Black Scholar was established in 1969 by scholars and activists who had ties to organizations such as University of California, Berkeley Free Speech Movement, Student Nonviolent Coordinating Committee, and the broader international context of decolonization with links to leaders like Kwame Nkrumah, Jomo Kenyatta, and Patrice Lumumba. Founding editors and associates included intellectuals connected to Columbia University, Howard University, and City College of New York, drawing on networks that involved African Liberation Movement figures and cultural producers from New York City, Chicago, and Oakland, California. Early issues debated policies impacted by events like the Vietnam War, the Watts riots, and the aftermath of the 1968 Democratic National Convention.
Black Scholar's editorial mission centers on rigorous analysis of topics related to African diasporic experiences, intersectional critiques involving scholars from Princeton University, Stanford University, Rutgers University, and collaborations with organizations such as Schomburg Center for Research in Black Culture and National Museum of African American History and Culture. Content ranges from historiography engaging Frederick Douglass and Sojourner Truth to cultural studies on artists like Nina Simone, James Baldwin, Toni Morrison, Gwendolyn Brooks, and Sun Ra. The journal publishes work on international dimensions linked to Apartheid, Soweto Uprising, African National Congress, Caribbean leftist movements, and intellectual exchanges with thinkers such as Edward Said and Gayatri Chakravorty Spivak.
Over the years Black Scholar has featured contributors and staff including scholars, activists, and artists associated with Cornel West, Henry Louis Gates Jr., Patricia Hill Collins, Ibram X. Kendi, Molefi Kete Asante, Frantz Fanon-influenced authors, and cultural critics tied to publications like Black Power: The Politics of Liberation. Editors and recurring contributors have connections to institutions such as City College of New York, University of Michigan, Howard University, University of California, Los Angeles, and Spelman College. Poets and musicians published include those linked to Allen Ginsberg, Langston Hughes, Haki Madhubuti, and Sun Ra Arkestra.
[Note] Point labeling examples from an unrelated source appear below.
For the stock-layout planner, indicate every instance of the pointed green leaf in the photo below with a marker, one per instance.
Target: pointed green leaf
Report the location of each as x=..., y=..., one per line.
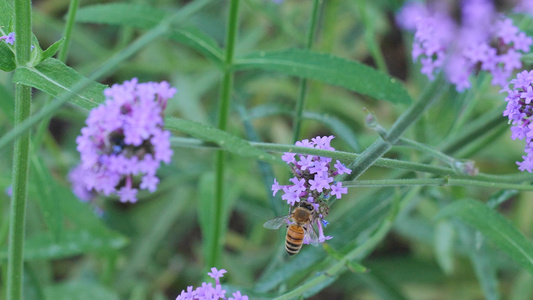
x=7, y=58
x=223, y=139
x=145, y=17
x=44, y=247
x=495, y=228
x=80, y=290
x=56, y=79
x=135, y=15
x=340, y=129
x=330, y=69
x=52, y=50
x=6, y=13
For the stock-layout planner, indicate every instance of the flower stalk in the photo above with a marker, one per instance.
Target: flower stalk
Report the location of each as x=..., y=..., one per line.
x=17, y=214
x=303, y=82
x=381, y=146
x=223, y=112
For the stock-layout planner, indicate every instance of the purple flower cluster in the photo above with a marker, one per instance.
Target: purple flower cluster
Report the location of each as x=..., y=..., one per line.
x=519, y=111
x=124, y=142
x=313, y=180
x=10, y=38
x=483, y=41
x=524, y=6
x=208, y=292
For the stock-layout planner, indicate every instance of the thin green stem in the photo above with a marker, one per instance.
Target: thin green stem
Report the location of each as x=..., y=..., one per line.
x=17, y=214
x=381, y=146
x=347, y=156
x=370, y=37
x=223, y=112
x=437, y=182
x=340, y=265
x=303, y=82
x=67, y=33
x=62, y=56
x=477, y=128
x=106, y=68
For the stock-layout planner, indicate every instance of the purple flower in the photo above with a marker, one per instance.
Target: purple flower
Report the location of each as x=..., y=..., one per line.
x=9, y=191
x=341, y=168
x=216, y=274
x=313, y=176
x=207, y=291
x=276, y=187
x=289, y=157
x=519, y=110
x=483, y=41
x=237, y=296
x=124, y=142
x=10, y=38
x=337, y=190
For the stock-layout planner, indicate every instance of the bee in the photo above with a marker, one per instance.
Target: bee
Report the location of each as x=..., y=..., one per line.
x=299, y=227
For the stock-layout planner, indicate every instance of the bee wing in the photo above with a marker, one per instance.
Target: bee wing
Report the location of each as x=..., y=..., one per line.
x=311, y=234
x=277, y=222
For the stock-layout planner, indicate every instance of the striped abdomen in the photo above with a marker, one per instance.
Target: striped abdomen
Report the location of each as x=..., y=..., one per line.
x=294, y=239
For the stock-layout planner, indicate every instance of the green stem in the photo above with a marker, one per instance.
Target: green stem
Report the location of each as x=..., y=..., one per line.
x=223, y=112
x=341, y=264
x=381, y=146
x=107, y=68
x=62, y=56
x=347, y=156
x=370, y=38
x=477, y=128
x=67, y=33
x=303, y=82
x=437, y=182
x=17, y=215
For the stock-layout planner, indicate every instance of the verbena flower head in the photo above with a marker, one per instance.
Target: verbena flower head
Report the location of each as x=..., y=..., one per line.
x=209, y=292
x=524, y=6
x=520, y=111
x=124, y=142
x=313, y=180
x=10, y=38
x=483, y=40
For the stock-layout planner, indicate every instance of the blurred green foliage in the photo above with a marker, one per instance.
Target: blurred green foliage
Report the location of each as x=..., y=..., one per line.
x=388, y=242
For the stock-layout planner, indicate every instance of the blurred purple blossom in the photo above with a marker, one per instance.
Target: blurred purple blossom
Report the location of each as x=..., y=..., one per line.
x=484, y=40
x=124, y=142
x=208, y=292
x=519, y=111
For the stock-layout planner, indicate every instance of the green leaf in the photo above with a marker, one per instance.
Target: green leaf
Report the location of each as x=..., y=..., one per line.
x=56, y=79
x=199, y=41
x=48, y=200
x=52, y=50
x=495, y=228
x=135, y=15
x=7, y=58
x=6, y=13
x=44, y=247
x=341, y=130
x=79, y=290
x=329, y=69
x=145, y=17
x=444, y=237
x=482, y=260
x=223, y=139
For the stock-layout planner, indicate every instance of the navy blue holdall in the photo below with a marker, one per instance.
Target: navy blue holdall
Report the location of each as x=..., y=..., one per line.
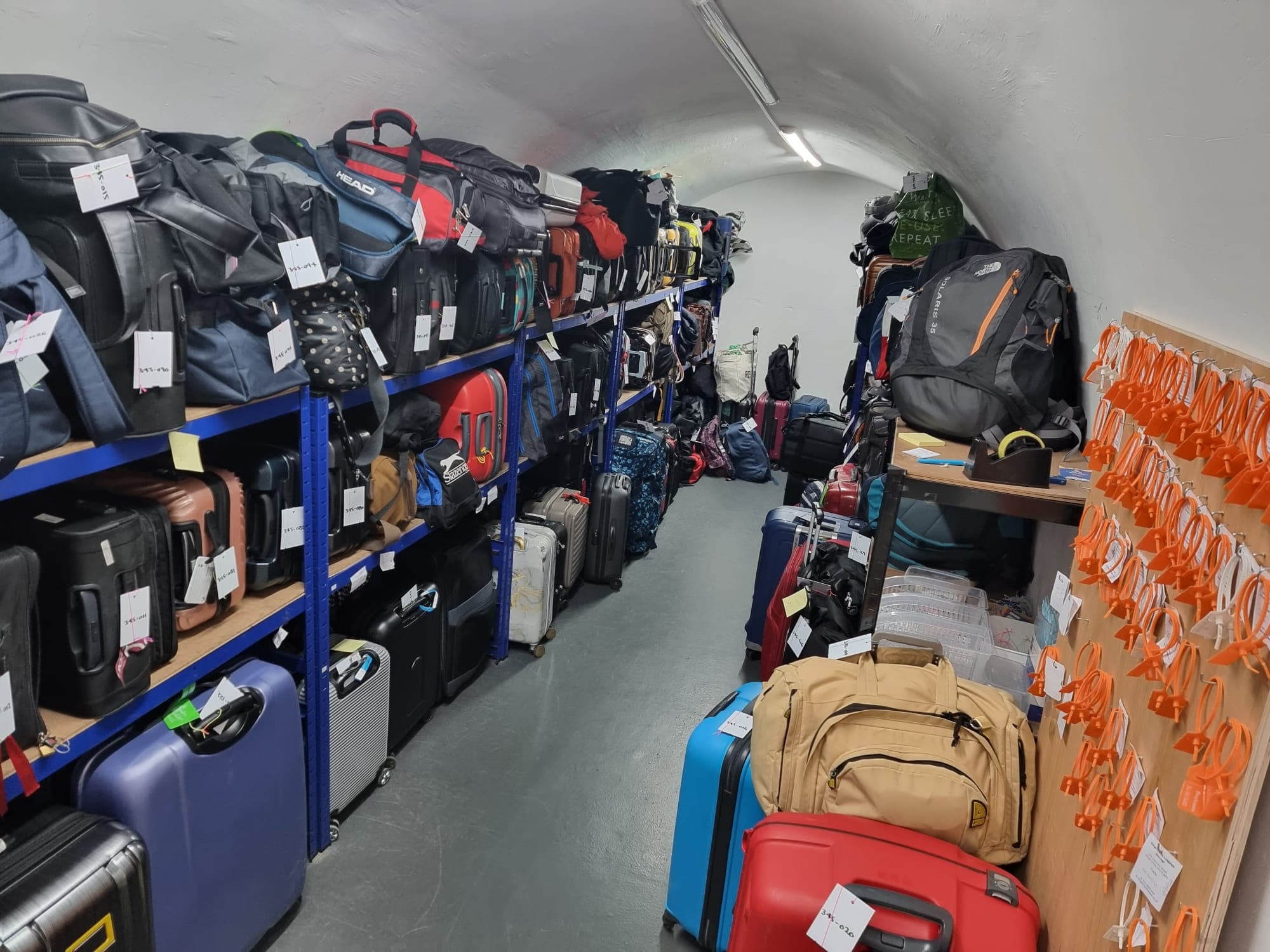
x=717, y=807
x=774, y=555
Black Scholar has influenced debates spanning Black feminism associated with Audre Lorde and bell hooks, Pan-African conferences attended by delegates from Ghana, Nigeria, and Jamaica, and policy discussions involving Fair Housing Act aftermath and civil rights litigation brought before the Supreme Court of the United States. Reviews and critiques have appeared in outlets like The New Yorker, Time (magazine), and The Washington Post, with academic citations across journals such as Journal of African American History, Callaloo, and American Quarterly. The journal played roles in controversies that engaged figures linked to Black Panther Party, Nation of Islam, and debates over Black Studies curricula at universities including San Francisco State University and City University of New York.
Black Scholar and its contributors have received recognition from institutions and awards including honors connected to National Endowment for the Humanities fellowships, MacArthur Fellowship-linked recipients among contributors, acknowledgments from American Historical Association, and accolades from cultural institutions such as Schomburg Center for Research in Black Culture and Coalition of Black Studies Departments. Individual essays and articles have been reprinted in anthologies published by presses like Oxford University Press, Routledge, University of California Press, and Third World Press.